Dr Matthias Lehmann is a Professor at the University of Vienna, where he holds the Chair for Private Law, International Private Law and Comparative Law at the Department for European, International and Comparative Law. His expertise spans cross-border financial law, international litigation, and comparative business law, with a strong focus on international and transnational legal issues.

Dr Lehmann studied law in Jena, Paris, and New York, earning doctorates from both the University of Jena and Columbia University, and completed his habilitation at the University of Bayreuth.

Professor Jeffrey Waincymer (Comparative Evidence in International Arbitration)

Professor Jeffrey Waincymer’s research and teaching is primarily in the fields of international trade and investment law, international dispute settlement, arbitration, taxation and mooting. He is the author of Procedure and Evidence in International Arbitration; WTO Litigation: Procedural Aspects of Formal Dispute Settlement; and Australian Income Tax: Principles and Policy (2nd ed) and is a joint author of A Guide to the UNCITRAL Arbitration Rules; A Practical Guide to International Commercial Arbitration; and also International Trade Law: Commentary and Materials (2nd ed).

Professor Wenming Xu (Banking and Finance Law in China)

Professor Wenming Xu is a Professor and Dean of School of Law and Economics at China University of Political Science and Law (CUPL), and an Editor of the International Review of Law and Economics. He obtained his Undergraduate Degree in Economics (magna cum laude) and Master of Law from CUPL, and Ph.D in Law and Economics from the University of Bologna in Italy.

Associate Professor Joon Hyug Chung (Comparative Corporate Law from a Korean Perspective)

Dr Joon Hyug Chung is an Associate Professor at Seoul National University (SNU) School of Law, specializing in corporate and financial law. He regularly advises the Korean government and has led several high-profile government projects on mandatory takeover bids, share repurchases, dividend policies, insider trading, corporate group transactions, and public M&A regulation.

He currently serves as a non-standing Commissioner of the Securities and Futures Commission, which oversees Korea’s capital markets and reviews related laws and regulations. He is also Chair of the Legal Framework Committee at the Korea Accounting Institute, Korea’s national standard setter for sustainability disclosure.

Associate Professor Yazid Ben-Hounet (Introduction to Anthropology of Law)

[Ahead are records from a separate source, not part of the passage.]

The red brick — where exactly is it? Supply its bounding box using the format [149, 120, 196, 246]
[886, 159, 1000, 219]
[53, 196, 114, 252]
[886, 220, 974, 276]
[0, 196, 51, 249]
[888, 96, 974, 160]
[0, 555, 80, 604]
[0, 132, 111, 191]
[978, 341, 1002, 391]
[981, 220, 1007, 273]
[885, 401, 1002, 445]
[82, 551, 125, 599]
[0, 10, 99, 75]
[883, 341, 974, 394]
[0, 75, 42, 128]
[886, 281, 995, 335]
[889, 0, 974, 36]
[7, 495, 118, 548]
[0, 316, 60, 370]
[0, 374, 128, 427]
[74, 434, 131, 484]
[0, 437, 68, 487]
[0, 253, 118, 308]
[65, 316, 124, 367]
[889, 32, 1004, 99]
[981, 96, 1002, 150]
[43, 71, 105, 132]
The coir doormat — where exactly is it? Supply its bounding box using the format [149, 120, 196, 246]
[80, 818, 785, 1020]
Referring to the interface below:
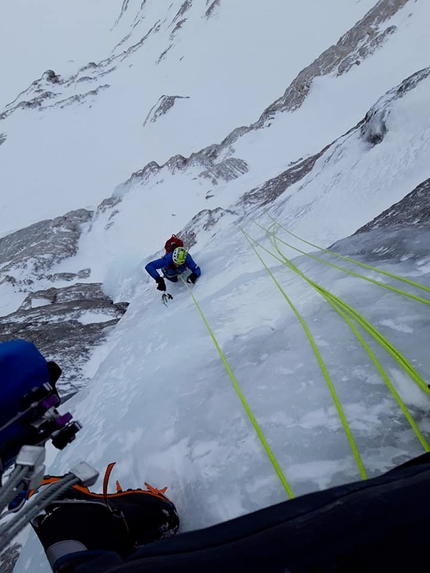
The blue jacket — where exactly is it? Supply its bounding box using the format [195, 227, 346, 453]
[145, 252, 201, 279]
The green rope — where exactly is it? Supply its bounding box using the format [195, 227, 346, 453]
[253, 220, 430, 305]
[253, 217, 430, 395]
[266, 211, 430, 298]
[180, 277, 294, 499]
[271, 228, 430, 452]
[240, 227, 367, 479]
[266, 221, 430, 395]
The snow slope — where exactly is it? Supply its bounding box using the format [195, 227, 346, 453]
[0, 0, 375, 233]
[17, 62, 430, 571]
[0, 0, 430, 571]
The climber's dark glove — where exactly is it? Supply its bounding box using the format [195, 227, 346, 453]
[32, 501, 133, 570]
[155, 277, 166, 291]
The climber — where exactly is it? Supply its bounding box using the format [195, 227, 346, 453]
[145, 247, 201, 291]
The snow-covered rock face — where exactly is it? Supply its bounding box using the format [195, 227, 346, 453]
[0, 209, 127, 396]
[0, 209, 92, 285]
[357, 179, 430, 233]
[0, 0, 430, 571]
[0, 283, 128, 398]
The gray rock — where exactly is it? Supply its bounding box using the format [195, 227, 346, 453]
[0, 209, 92, 284]
[143, 95, 189, 127]
[354, 179, 430, 235]
[0, 283, 128, 396]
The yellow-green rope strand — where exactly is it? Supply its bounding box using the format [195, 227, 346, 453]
[272, 228, 430, 452]
[266, 211, 430, 298]
[263, 225, 430, 395]
[253, 220, 430, 306]
[180, 277, 294, 499]
[240, 228, 367, 479]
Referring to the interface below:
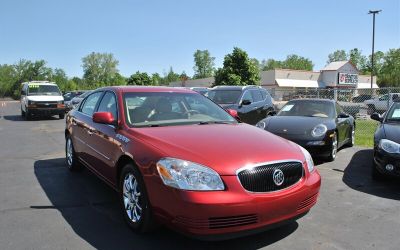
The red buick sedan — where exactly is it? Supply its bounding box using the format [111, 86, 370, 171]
[65, 87, 321, 239]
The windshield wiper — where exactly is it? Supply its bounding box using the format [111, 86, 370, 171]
[197, 121, 231, 125]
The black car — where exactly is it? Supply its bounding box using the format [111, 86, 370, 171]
[371, 102, 400, 180]
[206, 86, 275, 125]
[257, 99, 355, 161]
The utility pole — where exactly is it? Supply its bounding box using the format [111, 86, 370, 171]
[368, 10, 382, 89]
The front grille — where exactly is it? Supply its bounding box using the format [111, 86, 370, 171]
[36, 102, 57, 108]
[238, 161, 304, 192]
[297, 193, 318, 210]
[174, 214, 258, 229]
[208, 214, 257, 229]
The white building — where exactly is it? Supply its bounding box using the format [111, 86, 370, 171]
[170, 61, 378, 99]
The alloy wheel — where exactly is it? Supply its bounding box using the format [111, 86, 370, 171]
[122, 173, 142, 222]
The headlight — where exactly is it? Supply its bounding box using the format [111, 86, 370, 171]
[311, 124, 328, 137]
[299, 146, 314, 173]
[256, 122, 265, 129]
[157, 158, 224, 191]
[379, 139, 400, 154]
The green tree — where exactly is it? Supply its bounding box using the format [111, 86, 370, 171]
[193, 50, 215, 79]
[282, 55, 314, 71]
[378, 48, 400, 87]
[326, 49, 348, 64]
[82, 52, 118, 86]
[261, 59, 283, 70]
[127, 71, 153, 86]
[215, 47, 260, 85]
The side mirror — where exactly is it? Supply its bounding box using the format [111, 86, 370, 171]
[240, 99, 251, 105]
[226, 109, 240, 122]
[338, 113, 350, 118]
[93, 112, 116, 126]
[371, 113, 382, 122]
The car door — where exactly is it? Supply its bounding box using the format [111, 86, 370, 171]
[71, 91, 103, 165]
[250, 89, 267, 124]
[335, 103, 350, 145]
[88, 91, 121, 183]
[238, 90, 254, 124]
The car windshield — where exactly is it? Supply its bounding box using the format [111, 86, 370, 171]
[124, 92, 237, 127]
[28, 84, 61, 95]
[386, 103, 400, 122]
[277, 100, 335, 118]
[207, 90, 242, 104]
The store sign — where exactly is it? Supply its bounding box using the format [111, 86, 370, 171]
[338, 73, 358, 85]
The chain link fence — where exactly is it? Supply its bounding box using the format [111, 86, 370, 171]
[267, 87, 400, 147]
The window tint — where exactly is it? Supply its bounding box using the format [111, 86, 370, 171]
[250, 90, 263, 102]
[242, 91, 254, 102]
[97, 92, 118, 119]
[81, 92, 103, 116]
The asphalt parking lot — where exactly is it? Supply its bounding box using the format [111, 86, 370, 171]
[0, 101, 400, 249]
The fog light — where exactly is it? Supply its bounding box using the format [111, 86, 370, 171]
[385, 164, 394, 171]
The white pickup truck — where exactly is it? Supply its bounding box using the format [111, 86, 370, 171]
[364, 93, 400, 114]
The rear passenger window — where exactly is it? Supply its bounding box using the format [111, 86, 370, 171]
[97, 92, 118, 119]
[250, 89, 263, 102]
[81, 92, 103, 116]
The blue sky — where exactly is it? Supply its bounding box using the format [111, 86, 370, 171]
[0, 0, 400, 77]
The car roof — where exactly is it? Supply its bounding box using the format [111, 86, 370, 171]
[210, 85, 263, 90]
[96, 86, 197, 94]
[289, 98, 336, 103]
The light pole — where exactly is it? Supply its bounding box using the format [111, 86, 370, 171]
[368, 10, 382, 89]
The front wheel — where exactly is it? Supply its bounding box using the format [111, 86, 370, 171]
[119, 164, 154, 233]
[327, 132, 338, 161]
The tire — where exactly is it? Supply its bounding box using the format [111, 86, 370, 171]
[65, 135, 83, 172]
[119, 163, 155, 233]
[327, 132, 338, 161]
[371, 160, 387, 181]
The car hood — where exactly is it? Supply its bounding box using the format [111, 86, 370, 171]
[383, 123, 400, 143]
[265, 116, 330, 135]
[27, 95, 64, 102]
[132, 124, 304, 175]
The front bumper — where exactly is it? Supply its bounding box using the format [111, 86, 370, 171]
[374, 148, 400, 177]
[28, 108, 65, 116]
[148, 170, 321, 239]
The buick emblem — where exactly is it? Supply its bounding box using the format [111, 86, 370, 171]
[272, 169, 285, 186]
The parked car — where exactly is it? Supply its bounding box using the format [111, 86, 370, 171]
[207, 86, 274, 125]
[351, 94, 372, 103]
[21, 81, 65, 120]
[364, 93, 400, 114]
[63, 90, 86, 112]
[65, 87, 321, 239]
[69, 90, 92, 109]
[371, 102, 400, 180]
[257, 99, 355, 161]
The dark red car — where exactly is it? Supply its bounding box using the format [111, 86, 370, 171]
[65, 87, 321, 239]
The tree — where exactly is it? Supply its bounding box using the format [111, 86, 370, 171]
[193, 50, 215, 79]
[82, 52, 118, 86]
[348, 48, 367, 72]
[127, 71, 153, 86]
[378, 49, 400, 87]
[326, 49, 348, 64]
[215, 47, 261, 85]
[282, 55, 314, 71]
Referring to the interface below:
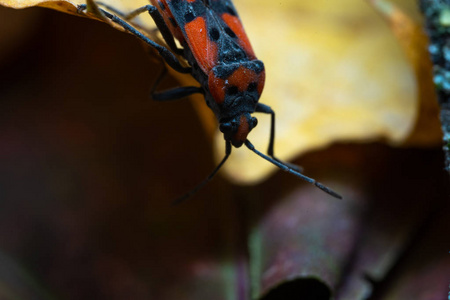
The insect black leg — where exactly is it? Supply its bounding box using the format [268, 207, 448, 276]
[245, 140, 342, 199]
[150, 64, 203, 101]
[173, 141, 231, 204]
[255, 103, 303, 172]
[78, 5, 192, 73]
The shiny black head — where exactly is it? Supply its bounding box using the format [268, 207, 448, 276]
[219, 113, 258, 148]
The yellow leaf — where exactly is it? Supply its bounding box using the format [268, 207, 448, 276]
[369, 0, 442, 146]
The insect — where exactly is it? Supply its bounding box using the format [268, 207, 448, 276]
[78, 0, 342, 202]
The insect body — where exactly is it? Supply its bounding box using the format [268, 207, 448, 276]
[79, 0, 341, 201]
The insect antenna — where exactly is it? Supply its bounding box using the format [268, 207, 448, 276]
[172, 141, 231, 205]
[245, 140, 342, 199]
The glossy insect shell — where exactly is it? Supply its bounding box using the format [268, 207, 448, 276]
[151, 0, 265, 147]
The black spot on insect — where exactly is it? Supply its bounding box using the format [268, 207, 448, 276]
[227, 85, 239, 95]
[209, 27, 220, 41]
[184, 12, 195, 23]
[247, 82, 258, 92]
[225, 27, 236, 38]
[169, 17, 178, 27]
[227, 6, 236, 16]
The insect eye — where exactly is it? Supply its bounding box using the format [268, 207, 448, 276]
[219, 123, 233, 133]
[227, 85, 239, 95]
[225, 27, 236, 38]
[247, 82, 258, 92]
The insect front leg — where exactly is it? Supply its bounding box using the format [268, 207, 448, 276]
[78, 4, 192, 74]
[150, 63, 204, 101]
[255, 103, 303, 172]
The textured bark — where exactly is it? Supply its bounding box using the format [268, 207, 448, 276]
[420, 0, 450, 172]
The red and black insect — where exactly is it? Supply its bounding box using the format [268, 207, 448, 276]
[79, 0, 341, 201]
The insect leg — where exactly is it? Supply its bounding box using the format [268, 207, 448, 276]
[78, 5, 192, 73]
[105, 2, 183, 55]
[150, 63, 203, 101]
[245, 140, 342, 199]
[173, 141, 231, 204]
[255, 103, 303, 172]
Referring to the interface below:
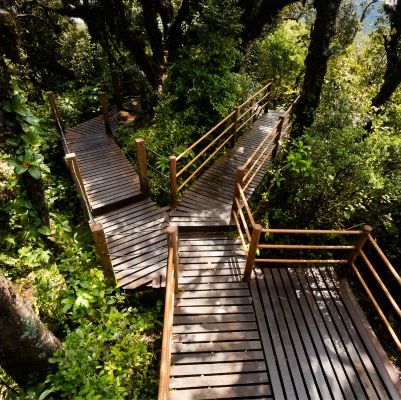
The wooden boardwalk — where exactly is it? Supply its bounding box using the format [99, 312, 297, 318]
[64, 116, 168, 289]
[60, 104, 401, 400]
[170, 111, 284, 228]
[64, 116, 142, 215]
[250, 267, 400, 400]
[170, 233, 272, 400]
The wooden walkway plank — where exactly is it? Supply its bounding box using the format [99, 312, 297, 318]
[170, 233, 271, 399]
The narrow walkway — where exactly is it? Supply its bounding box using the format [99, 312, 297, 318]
[66, 111, 400, 400]
[65, 112, 168, 289]
[170, 233, 271, 400]
[65, 116, 142, 215]
[65, 111, 282, 289]
[170, 110, 283, 228]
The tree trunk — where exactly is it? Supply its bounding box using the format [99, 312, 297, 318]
[0, 275, 61, 386]
[293, 0, 341, 137]
[372, 0, 401, 107]
[372, 56, 401, 107]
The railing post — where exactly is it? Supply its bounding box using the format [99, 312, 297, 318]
[272, 117, 284, 158]
[64, 153, 91, 219]
[99, 92, 112, 135]
[90, 223, 117, 286]
[167, 225, 180, 291]
[348, 225, 372, 264]
[231, 107, 239, 147]
[263, 85, 271, 114]
[243, 224, 262, 282]
[230, 165, 245, 215]
[135, 139, 150, 196]
[168, 156, 177, 208]
[111, 71, 123, 110]
[46, 92, 64, 134]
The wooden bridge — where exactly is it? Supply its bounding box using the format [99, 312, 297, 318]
[49, 85, 401, 400]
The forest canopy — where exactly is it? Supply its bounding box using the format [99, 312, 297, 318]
[0, 0, 401, 400]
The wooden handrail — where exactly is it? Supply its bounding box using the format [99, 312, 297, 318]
[263, 228, 364, 235]
[255, 258, 348, 264]
[359, 249, 401, 318]
[368, 234, 401, 286]
[244, 121, 280, 168]
[158, 225, 179, 400]
[177, 134, 233, 192]
[238, 82, 272, 109]
[177, 110, 235, 161]
[237, 183, 255, 226]
[351, 263, 401, 351]
[258, 244, 356, 250]
[64, 153, 93, 223]
[177, 123, 234, 178]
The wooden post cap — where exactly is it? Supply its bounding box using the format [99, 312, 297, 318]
[90, 222, 103, 233]
[65, 153, 77, 160]
[362, 225, 373, 233]
[166, 225, 177, 235]
[253, 224, 263, 232]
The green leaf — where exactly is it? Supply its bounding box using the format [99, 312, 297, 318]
[28, 166, 40, 179]
[38, 387, 57, 400]
[3, 103, 13, 112]
[38, 225, 51, 236]
[15, 164, 28, 175]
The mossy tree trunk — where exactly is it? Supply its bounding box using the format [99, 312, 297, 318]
[293, 0, 341, 137]
[372, 0, 401, 107]
[0, 275, 60, 386]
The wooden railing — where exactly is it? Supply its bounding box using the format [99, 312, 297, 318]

Dr Yazid Ben-Hounet is a social anthropologist and a Research Fellow at the Centre National de la Recherche Scientifique (CNRS), affiliated with the Laboratoire d’Anthropologie Sociale (CNRS – Collège de France – EHESS) in Paris. He holds a PhD from the École des Hautes Études en Sciences Sociales (EHESS), completed in 2006, and a habilitation (HDR) from the University of Paris in 2020. His academic work primarily explores the intersections of legal and political anthropology in Muslim societies, with a particular focus on North Africa. His research has delved into tribal issues in contemporary Algeria, local reconciliation processes in Algeria and Sudan, legal practices related to property, and kinship studies.